With the deaths of five Georgian soldiers in Afghanistan, there are rumblings of discontent among Georgians: Georgia's press feels like they aren't getting enough information about their country's military deployment, reports media.ge:
The Georgian International Association of Military Journalists having expressed deep condolences over the killing of Georgian military servicemen in Afghanistan calls upon the government to provide full information on the activity of the Georgian military subdivision in Afghanistan, the causes of death of the militaries and the number of the injured, reads the special statement released by the Association notifying that the authorities withhold detailed information on the aforementioned facts which is conducive to generating various rumors.
"...Thus far, the authorities, in particular the Ministry of Defense, has not disseminated the information on the circumstances of the death of Georgian militaries in Afghanistan. This silence incites various rumors and political speculation that the Georgian government hides the real facts of the case and withholds information on the actual number of the wounded. Distorted news first of all humiliates self-sacrificing deeds by the Georgian militaries and disgraces the importance of the whole Georgian mission and tasks," reads the statement.
Meanwhile, in Tajikistan, the government is accusing the press of taking the side of the Islamist militants who have been causing trouble recently:
Tajik Defense Minister Sherali Khairulloev has accused independent newspapers of sympathizing with the Islamic militants who ambushed an army convoy in late August, RFE/RL's Tajik Service reports.
The Islamist militants who have been wreaking havoc in Tajikistan have been driven there by U.S. drone strikes in Pakistan and Afghanistan, a Taliban commander in Afghanistan tells Newsweek:
Taliban sources in Afghanistan say jihadist allies from Central Asia have started heading home. Though the exodus is being encouraged by relentless American drone attacks against the fighters’ back bases in Pakistan’s tribal areas, it’s not necessarily good news for U.S. forces. The dislodged jihadists aren’t quitting the battlefield; on the contrary, they’re expanding their range across the unguarded northern Afghan border into Tajikistan to create new Taliban sanctuaries there, assist Islamist rebels in the region, and potentially imperil the Americans’ northern supply lines.
The Central Asians retreated to Afghanistan and Pakistan in the late 1990s after failing to topple their home governments. Now they seem ready to try again, using guerrilla tactics and know-how they’ve picked up from the Taliban about improvised explosive devices. Small groups of Tajik and Uzbek militants began moving into Tajikistan in late winter 2009, says a Taliban subcommander in the northern Afghan province of Kunduz.
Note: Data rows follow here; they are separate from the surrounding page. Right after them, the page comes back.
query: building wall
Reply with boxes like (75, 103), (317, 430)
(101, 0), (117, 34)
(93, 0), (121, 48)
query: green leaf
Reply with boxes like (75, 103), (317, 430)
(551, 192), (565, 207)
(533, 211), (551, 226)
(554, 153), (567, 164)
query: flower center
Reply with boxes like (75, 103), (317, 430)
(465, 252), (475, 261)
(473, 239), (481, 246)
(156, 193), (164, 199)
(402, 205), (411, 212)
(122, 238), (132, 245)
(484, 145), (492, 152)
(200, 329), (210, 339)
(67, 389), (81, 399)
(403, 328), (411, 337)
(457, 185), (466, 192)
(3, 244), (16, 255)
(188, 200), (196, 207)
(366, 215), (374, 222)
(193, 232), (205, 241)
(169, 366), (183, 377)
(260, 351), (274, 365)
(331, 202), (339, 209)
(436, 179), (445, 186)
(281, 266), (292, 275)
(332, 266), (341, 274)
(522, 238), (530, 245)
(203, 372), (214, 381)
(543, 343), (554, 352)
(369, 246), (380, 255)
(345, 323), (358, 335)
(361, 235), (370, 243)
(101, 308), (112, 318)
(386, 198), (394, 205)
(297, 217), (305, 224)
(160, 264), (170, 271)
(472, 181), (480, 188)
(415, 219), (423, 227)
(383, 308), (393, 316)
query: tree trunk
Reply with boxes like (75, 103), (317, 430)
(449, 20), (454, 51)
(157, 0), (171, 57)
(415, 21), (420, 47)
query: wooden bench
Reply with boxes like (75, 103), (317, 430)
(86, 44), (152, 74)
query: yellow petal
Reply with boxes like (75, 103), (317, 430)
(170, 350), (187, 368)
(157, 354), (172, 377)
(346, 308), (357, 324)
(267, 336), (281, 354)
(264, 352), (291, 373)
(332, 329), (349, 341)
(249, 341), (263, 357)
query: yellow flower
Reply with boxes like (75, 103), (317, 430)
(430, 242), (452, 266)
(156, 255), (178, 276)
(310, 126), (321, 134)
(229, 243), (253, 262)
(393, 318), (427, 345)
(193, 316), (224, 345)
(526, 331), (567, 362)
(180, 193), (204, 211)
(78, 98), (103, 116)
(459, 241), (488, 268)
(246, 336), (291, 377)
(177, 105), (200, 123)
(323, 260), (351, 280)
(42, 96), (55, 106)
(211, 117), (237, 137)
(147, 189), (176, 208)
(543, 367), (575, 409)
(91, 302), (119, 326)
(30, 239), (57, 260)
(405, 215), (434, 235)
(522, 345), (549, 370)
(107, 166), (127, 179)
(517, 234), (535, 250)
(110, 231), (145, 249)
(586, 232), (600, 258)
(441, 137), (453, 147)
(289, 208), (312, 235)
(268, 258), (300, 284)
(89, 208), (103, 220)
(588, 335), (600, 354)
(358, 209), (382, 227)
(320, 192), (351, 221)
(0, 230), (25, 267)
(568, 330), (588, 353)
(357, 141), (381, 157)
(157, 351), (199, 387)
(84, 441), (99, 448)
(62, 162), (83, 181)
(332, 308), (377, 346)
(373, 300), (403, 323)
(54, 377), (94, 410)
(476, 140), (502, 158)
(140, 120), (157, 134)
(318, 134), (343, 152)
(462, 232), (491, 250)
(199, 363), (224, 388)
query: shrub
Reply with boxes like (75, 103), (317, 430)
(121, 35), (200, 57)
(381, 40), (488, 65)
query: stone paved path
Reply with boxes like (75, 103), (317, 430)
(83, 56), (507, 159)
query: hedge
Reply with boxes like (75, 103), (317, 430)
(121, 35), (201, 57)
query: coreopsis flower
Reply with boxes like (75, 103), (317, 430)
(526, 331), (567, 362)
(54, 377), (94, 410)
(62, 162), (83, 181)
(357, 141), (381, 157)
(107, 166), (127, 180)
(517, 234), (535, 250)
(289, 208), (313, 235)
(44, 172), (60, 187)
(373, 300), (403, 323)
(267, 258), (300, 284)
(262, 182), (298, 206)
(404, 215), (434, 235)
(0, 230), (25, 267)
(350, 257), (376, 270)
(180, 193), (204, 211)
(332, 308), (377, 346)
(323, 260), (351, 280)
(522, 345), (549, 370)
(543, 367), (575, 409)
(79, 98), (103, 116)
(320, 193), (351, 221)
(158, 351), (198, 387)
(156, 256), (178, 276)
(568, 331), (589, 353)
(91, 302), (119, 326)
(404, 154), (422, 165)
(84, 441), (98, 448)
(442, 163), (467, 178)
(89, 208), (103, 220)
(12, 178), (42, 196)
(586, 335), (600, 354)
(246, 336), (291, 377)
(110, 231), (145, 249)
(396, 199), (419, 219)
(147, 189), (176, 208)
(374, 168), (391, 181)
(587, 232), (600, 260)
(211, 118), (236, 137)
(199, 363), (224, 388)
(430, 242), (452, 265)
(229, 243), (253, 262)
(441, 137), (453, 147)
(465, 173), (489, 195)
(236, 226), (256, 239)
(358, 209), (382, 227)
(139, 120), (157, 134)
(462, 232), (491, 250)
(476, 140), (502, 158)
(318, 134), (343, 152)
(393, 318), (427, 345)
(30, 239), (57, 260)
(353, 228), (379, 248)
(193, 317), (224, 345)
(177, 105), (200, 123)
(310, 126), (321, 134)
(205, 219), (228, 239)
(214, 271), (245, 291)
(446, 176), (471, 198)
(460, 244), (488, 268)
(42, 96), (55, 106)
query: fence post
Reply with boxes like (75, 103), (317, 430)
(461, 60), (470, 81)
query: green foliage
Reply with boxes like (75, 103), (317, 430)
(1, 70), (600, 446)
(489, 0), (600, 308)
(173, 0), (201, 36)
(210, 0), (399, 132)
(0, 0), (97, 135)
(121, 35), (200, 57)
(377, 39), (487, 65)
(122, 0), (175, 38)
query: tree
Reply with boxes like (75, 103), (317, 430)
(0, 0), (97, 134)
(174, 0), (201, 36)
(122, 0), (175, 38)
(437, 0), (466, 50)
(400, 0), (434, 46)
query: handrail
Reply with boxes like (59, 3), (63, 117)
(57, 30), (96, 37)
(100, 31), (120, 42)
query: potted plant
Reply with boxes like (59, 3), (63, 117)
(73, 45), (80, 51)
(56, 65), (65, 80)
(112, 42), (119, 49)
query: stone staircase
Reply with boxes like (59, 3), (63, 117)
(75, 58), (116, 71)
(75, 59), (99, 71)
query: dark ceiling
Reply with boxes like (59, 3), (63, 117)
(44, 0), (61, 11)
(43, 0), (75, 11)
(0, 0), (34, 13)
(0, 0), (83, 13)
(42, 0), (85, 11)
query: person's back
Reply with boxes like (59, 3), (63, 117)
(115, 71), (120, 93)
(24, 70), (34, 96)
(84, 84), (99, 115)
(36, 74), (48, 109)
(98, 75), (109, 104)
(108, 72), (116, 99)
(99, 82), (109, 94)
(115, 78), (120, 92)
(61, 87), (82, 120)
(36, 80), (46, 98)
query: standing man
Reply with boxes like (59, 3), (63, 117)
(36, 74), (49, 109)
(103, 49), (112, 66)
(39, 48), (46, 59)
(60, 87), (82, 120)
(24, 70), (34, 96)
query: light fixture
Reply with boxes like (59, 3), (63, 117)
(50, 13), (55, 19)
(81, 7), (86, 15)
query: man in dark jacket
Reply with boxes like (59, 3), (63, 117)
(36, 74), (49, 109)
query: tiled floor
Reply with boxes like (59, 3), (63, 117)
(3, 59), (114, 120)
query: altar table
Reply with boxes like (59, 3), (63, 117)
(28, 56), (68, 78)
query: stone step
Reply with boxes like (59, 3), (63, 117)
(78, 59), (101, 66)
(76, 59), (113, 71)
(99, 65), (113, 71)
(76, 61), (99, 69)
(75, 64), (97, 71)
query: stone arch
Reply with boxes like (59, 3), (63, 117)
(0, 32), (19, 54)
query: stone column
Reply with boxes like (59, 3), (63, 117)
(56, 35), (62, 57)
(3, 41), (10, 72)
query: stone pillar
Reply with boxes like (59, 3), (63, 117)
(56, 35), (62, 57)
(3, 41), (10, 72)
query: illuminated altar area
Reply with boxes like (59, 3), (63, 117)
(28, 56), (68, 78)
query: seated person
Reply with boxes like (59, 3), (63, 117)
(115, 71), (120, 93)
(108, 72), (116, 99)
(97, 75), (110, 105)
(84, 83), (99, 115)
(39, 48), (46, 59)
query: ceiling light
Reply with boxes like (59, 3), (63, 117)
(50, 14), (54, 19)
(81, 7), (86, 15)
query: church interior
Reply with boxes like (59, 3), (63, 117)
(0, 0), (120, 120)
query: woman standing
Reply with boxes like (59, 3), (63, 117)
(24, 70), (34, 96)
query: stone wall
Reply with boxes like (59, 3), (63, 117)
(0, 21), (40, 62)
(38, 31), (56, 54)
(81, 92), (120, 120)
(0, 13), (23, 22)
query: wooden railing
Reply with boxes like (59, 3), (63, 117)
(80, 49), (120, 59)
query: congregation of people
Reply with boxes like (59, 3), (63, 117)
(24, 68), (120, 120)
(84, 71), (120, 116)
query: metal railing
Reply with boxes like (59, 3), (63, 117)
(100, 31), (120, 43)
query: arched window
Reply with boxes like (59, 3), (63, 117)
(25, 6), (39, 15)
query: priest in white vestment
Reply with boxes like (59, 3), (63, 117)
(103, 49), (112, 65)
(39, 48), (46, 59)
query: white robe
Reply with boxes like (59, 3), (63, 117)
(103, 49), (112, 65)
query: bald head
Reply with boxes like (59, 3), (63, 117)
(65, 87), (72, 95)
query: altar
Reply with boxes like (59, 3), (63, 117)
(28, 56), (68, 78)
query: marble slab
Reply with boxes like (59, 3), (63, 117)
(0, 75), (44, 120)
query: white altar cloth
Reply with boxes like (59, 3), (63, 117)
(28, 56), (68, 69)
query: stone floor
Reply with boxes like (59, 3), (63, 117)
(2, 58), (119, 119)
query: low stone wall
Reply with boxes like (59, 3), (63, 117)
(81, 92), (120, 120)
In Kunduz they joined up with fighters from the Islamic Movement of Uzbekistan (IMU), a Qaeda-linked group active there and in Tajikistan. “Once these first groups made it back safely [to Tajikistan], they signaled to militants here in Kunduz and even in Pakistan’s tribal areas that the journey was possible,” the subcommander, who didn’t want to be named for security reasons, tells newsweek.
Another commander largely confirmed that account, though estimates on how many fighters have gone from Afghanistan/Pakistan to Tajikistan vary from 70 to 150.